Back to the question, to what end does Paul want us to be encouraged, knit together in love? Answer: That we may “reach all the riches of full assurance of understanding and the knowledge of God’s mystery, which is Christ.” That is big goal to reach for. We need to understand the mystery God as revealed if we are to know anything about what he has done for us in Christ. “Knowledge is Power” they say, but the knowledge Paul speaks of the not an encyclopedic database of brute facts and theories. This knowledge reveals the unpredictable Person and work of Christ. This is the mystery revealed: Christ, the Son of God, came in the flesh, not only to live and die for the sins of His people, the Jews, but more than that, the Gentiles will be incorporated into His people as well as one body, and He will dwell in them by His Spirit (1:15-23). Wow!

But this knowledge is not just to be read about. In God’s economy of redemption, we are supposed to read about it in his Word, but to fully understand that which is written by the Spirit, we must also be doers of the Word in order to “reach the riches of full assurance.” This is not a matter of personal experience taking precedence over the written Word; this is the written Word instructing us how to have an understanding of the Word. A quick analogy of what I mean: I don’t play piano, but I know how. I have read and seen in a piano instruction book that there is something called a staff, two actually, each assigned with a treble and a bass clef. Each has five lines with something called a key signature positioned on the left of the staff. The key signature is made up of symbols representing flat and sharp notes. Those notes are the little black dots (some are hollow) on, under, above, and between the lines of the staff. Each note corresponds with a white or black key on the piano. At the appointed time, I push one of the keys on the piano that matches the little black dots on the page. There!

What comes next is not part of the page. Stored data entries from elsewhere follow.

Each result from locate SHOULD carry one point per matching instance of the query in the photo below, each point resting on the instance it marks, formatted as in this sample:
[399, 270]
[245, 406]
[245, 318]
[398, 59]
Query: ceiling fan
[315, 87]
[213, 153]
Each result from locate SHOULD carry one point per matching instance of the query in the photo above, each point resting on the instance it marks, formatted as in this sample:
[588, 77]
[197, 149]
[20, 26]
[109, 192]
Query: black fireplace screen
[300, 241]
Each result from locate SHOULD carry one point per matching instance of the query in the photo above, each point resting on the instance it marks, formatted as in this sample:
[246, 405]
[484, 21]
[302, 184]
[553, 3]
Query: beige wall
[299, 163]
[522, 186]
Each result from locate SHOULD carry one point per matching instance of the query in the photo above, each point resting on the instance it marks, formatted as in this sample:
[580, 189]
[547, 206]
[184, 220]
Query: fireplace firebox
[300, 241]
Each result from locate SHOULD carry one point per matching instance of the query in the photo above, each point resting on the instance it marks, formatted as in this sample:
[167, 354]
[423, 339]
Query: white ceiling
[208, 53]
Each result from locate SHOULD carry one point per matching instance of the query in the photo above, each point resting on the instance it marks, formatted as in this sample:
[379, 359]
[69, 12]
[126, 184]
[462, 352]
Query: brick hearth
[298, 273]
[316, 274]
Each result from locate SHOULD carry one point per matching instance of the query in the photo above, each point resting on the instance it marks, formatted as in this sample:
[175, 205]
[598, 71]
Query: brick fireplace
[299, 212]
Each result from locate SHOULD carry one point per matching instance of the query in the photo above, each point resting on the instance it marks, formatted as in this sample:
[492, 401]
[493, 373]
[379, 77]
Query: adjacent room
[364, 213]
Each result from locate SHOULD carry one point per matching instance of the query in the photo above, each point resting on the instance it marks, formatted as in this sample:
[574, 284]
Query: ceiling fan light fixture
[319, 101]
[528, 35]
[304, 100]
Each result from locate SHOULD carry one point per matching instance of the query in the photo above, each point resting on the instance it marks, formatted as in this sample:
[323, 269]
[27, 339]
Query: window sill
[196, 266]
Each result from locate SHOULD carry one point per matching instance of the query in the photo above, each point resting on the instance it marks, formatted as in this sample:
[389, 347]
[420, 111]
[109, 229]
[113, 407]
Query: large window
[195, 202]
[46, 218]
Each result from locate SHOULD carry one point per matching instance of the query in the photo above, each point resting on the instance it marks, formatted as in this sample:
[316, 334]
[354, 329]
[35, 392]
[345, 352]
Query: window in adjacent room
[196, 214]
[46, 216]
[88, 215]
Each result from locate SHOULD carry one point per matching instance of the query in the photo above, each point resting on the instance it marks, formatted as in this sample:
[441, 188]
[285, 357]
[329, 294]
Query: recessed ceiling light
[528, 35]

I know how to play piano. Is anyone convinced yet? My point is that there is something we cannot fully know unless be actually do it. Has anyone ever seen the Brady Bunch episode where Mrs. Brady and Alice attempt to teach baseball to one of the children by reading the rule book? Even they had the wits about them to try to put those rules into practice before they taught them.

God’s Word gives us plenty of written assurance that we are in Christ, but we are called to “make our calling and election sure” (2 Peter 1:10) in our practice. It is by surrendering ourselves to the Holy Spirit’s work in our hearts we experience the realities of what he has written in his Word. If we refuse to be knit together in love with the rest of the body, for whom Christ died, then we should not expect any assurance we are in the body. Union with Christ the Head necessarily involves union with His body.

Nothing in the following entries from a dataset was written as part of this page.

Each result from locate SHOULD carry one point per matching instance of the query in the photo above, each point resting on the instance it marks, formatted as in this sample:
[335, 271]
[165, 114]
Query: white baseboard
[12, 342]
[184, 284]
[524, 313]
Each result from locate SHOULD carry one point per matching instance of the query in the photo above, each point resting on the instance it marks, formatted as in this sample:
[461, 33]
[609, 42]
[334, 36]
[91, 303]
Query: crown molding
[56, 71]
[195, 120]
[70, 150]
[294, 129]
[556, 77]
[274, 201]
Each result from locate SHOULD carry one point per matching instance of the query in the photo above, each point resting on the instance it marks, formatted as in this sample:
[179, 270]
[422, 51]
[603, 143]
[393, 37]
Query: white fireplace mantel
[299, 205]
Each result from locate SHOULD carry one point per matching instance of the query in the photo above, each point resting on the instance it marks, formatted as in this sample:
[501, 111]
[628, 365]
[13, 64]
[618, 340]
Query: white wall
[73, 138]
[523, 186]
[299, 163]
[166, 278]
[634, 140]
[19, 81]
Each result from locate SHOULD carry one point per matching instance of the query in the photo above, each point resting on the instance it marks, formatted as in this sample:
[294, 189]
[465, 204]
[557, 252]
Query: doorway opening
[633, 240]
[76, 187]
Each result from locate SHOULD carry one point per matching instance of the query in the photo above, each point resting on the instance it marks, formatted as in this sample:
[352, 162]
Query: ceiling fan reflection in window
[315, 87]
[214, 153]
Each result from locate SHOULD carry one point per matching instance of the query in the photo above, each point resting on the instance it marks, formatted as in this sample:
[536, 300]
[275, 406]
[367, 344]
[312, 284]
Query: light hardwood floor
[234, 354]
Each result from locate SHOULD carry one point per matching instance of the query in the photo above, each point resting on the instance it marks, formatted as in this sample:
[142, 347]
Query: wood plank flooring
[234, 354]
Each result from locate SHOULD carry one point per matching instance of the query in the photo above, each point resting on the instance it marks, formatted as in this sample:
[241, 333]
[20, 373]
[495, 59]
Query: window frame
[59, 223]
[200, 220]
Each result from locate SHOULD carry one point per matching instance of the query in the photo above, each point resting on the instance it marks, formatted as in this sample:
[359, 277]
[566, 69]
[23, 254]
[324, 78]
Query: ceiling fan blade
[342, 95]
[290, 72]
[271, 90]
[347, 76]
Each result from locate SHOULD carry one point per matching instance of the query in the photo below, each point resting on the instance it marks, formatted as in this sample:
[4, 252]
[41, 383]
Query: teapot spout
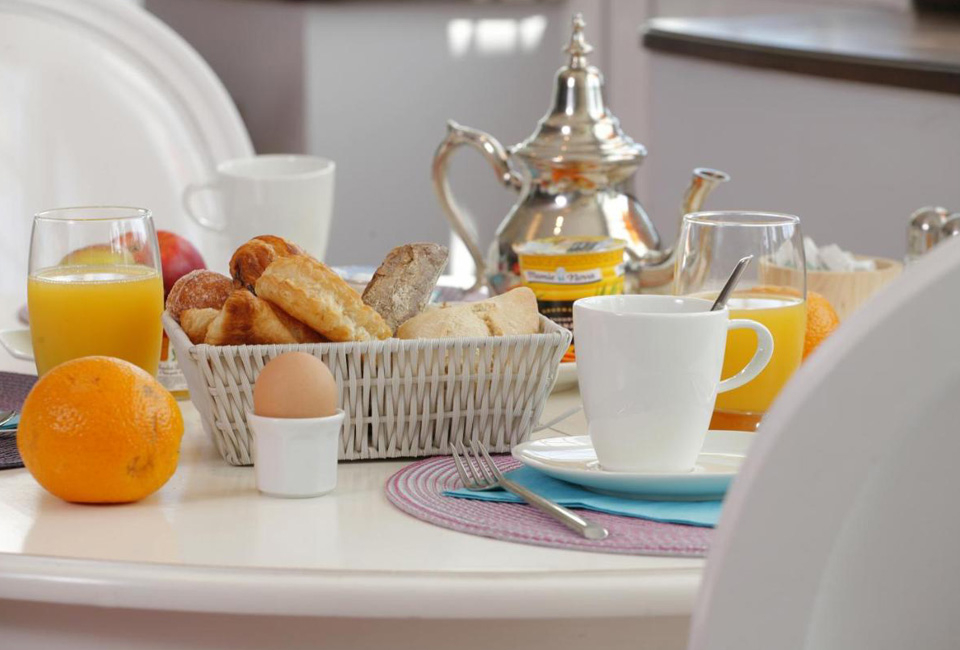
[704, 181]
[656, 275]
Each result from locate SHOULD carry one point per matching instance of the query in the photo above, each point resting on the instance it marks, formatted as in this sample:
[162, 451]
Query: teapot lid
[579, 128]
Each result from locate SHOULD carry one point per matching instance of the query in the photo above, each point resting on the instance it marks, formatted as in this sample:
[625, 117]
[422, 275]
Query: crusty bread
[247, 320]
[515, 312]
[402, 285]
[196, 322]
[249, 261]
[312, 293]
[198, 289]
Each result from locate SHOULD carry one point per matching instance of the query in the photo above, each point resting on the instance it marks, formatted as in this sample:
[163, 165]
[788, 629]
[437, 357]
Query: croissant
[247, 320]
[250, 260]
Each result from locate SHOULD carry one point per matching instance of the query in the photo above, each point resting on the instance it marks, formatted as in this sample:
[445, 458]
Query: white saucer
[572, 459]
[566, 377]
[18, 343]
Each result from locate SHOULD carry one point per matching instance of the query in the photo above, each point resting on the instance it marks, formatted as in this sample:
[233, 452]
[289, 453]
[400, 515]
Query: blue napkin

We need to know that we are in Christ, lest we waiver and stunt our growth in Him. To have that assurance, we need to have assurance of what we know about Christ is indeed what we should know about Christ. When Paul’s letter to the Colossians was written, false teachers were abounding. Today is no different. As Christians, we need to know the real Christ from the counterfeits. That’s what Paul was dealing with in this letter as is revealed in the following verses.

If you are in Christ, remember that you “were once alienated and hostile in mind, doing evil deeds, he has now reconciled in his body of flesh by his death, in order to present you holy and blameless and above reproach before him…” (1:21-23). The Christ that made that happen is the biblical Christ. Be assured of it.

*All Scripture quotations are from the English Standard Version (ESV).